Given our ruling on the notice issue, we need not reach K.N.'s argument that she was deprived of an adjournment to retain an expert. We only add that if the matter is re-tried all parties shall be afforded adequate opportunity to retain an expert. This is critical considering the ramifications of an abuse or neglect finding as we have previously discussed.
IV
Finally, we reject K.N.'s argument the Division provided insufficient evidence to meet the burden of proof by relying on Dr. Medina's report, which was a net opinion. The Division bears the burden to prove abuse or neglect by a preponderance of the evidence. N.J.S.A. 9:6-8.46(b).
The Supreme Court has held, albeit within the context of a termination of parental rights, that "[a] child born addicted to drugs and suffering from the symptoms of drug withdrawal as a result of [their] mother's substance abuse during pregnancy . . . has been harmed by the mother and that harm endangers the child's health and development." In re Guardianship of K.H.O, 161 N.J. 337, 349 (1999). However, the Court has also noted "not every instance of drug use by a parent during pregnancy, standing alone, will substantiate a finding of abuse and neglect .... The proper focus is on the risk of substantial, imminent harm to the child, not on the past use of drugs alone. N.J. Dep't. of Child. & Fams. v. A.L., 213 N.J. 1, 23 (2013). Therefore,
[t]he Division can show that a newborn has been impaired in a number of ways.
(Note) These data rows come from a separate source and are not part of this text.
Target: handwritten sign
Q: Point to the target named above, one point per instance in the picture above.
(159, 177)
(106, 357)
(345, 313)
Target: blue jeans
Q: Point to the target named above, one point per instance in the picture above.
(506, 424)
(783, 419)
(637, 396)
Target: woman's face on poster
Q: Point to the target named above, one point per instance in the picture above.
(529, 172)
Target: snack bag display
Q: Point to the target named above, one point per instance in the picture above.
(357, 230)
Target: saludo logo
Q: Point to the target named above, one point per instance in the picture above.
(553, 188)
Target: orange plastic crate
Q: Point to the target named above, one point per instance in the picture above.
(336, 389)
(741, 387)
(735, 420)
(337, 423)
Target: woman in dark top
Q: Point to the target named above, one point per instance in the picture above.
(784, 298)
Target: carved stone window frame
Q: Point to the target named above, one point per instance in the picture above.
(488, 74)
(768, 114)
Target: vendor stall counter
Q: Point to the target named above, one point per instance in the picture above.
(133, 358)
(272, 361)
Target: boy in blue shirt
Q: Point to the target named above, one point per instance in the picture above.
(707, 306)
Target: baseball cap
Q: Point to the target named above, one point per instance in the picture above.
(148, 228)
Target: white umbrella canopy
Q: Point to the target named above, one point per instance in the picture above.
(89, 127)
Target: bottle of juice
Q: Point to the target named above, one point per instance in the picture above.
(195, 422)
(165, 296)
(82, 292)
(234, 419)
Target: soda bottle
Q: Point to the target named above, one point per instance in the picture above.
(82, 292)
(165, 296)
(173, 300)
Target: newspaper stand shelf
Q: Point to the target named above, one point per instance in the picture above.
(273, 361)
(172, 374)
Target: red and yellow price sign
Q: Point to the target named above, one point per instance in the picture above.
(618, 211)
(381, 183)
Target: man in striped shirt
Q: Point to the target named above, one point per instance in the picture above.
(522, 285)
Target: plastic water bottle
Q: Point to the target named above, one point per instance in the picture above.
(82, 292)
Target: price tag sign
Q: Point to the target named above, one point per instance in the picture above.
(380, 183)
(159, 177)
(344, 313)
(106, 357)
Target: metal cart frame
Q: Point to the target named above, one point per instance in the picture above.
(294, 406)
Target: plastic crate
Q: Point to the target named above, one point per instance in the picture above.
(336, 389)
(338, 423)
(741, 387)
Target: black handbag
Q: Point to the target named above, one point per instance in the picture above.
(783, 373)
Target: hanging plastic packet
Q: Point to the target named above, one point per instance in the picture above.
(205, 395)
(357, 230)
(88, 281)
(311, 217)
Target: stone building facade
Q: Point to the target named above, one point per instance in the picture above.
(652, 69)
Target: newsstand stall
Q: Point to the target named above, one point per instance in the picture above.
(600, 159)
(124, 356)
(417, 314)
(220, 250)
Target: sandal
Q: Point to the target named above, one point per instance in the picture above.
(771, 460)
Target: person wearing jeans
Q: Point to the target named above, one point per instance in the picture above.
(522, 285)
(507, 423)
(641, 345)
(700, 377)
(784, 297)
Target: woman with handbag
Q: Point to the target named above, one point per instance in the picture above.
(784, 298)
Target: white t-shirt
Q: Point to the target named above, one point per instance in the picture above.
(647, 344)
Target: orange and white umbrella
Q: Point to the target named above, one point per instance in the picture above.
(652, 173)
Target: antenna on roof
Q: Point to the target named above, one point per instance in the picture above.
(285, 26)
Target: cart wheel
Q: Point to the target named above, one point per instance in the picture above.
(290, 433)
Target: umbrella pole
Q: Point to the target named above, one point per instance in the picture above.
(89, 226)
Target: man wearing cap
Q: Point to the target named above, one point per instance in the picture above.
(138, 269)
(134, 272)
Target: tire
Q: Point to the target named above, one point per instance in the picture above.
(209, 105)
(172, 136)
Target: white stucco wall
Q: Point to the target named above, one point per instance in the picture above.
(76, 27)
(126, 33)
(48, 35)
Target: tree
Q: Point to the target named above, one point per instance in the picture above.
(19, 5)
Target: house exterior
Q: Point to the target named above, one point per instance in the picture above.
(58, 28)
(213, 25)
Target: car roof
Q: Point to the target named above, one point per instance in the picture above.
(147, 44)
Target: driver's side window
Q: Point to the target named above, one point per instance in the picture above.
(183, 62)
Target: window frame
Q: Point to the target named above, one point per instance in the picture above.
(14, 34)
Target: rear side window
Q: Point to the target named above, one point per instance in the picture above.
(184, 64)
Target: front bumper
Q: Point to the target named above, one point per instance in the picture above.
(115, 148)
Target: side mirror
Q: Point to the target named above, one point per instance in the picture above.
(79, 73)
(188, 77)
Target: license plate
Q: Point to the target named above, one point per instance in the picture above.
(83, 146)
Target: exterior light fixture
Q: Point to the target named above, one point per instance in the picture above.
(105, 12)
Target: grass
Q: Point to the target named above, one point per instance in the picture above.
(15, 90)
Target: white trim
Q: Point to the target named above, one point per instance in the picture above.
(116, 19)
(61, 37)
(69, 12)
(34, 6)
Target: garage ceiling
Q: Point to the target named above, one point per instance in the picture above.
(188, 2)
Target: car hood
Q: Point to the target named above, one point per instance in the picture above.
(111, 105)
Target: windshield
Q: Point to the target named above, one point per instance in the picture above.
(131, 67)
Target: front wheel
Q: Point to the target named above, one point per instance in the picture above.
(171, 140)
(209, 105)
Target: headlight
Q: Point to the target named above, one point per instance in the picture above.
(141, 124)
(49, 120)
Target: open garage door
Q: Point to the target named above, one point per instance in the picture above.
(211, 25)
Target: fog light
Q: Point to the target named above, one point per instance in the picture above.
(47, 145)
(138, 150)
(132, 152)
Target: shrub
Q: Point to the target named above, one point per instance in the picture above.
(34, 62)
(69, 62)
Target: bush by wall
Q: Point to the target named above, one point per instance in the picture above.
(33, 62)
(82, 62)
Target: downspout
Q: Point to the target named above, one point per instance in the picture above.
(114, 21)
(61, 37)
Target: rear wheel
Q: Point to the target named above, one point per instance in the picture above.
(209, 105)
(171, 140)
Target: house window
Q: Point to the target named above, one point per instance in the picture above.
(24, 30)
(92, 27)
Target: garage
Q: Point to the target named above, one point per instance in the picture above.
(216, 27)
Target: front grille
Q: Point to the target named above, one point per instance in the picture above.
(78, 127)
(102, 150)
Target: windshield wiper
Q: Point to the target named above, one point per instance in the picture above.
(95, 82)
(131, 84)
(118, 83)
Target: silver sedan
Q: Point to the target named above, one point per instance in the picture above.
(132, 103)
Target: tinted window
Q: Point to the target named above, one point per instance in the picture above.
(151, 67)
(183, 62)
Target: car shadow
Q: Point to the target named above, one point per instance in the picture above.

For example, proof that a child is suffering from withdrawal symptoms at birth could establish actual harm.... In addition, the Division can prove actual harm by showing evidence of respiratory distress, cardiovascular or central nervous system complications, low gestational age at birth, low birth weight, poor feeding patterns, weight loss through
an extended hospital stay, lethargy, convulsions, or tremors.
[Id. at 22-23 (internal citations omitted).]
N.J.R.E. 703 requires that expert opinion be grounded in "facts or data derived from (1) the expert's personal observations, or (2) evidence admitted at the trial, or (3) data relied upon by the expert which is not necessarily admissible in evidence but which is the type of data normally relied upon by experts ...." Polzo v. Cnty. of Essex, 196 N.J. 569, 583 (2008) (quoting State v. Townsend, 186 N.J. 473, 494 (2006)). "The net opinion rule . . . 'forbids the admission into evidence of an expert's conclusions that are not supported by factual evidence or other data.'" Townsend v. Pierre, 221 N.J. 36, 55-56 (2015) (quoting Polzo, 196 N.J. at 583).
Pursuant to these principles, we conclude the court did not abuse its discretion when it considered Dr. Medina's expert opinion and concluded the Division met the burden of proof to establish abuse or neglect. As we recounted, Dr. Medina did more than just review the medical records. Moreover, given her testimony regarding the varying effects of drugs and their ability to be detected in E.N.'s system over time, the fact she did not evaluate either E.N. or K.N. was not dispositive. It was enough for Dr. Medina to consider the treatment records of mother and son from their stay at the hospital because that was the relevant time-period.
Dr. Medina's opinion was grounded in the objective evidence in the record. She correlated the evidence with her medical knowledge regarding the effects of drugs on newborns to draw the conclusion that E.N. had suffered due to K.N.'s drug abuse.
For these reasons, the court's conclusion K.N. abused or neglected E.N. by using drugs and failing to obtain treatment was supported by the substantial credible evidence in the record and was not a mistaken application of the law. However, we hasten to add that the parties should not construe our opinion as an expression of a preference on the outcome of the matter if it is re-tried and appealed once more.
Reversed, vacated, and remanded. We do not retain jurisdiction.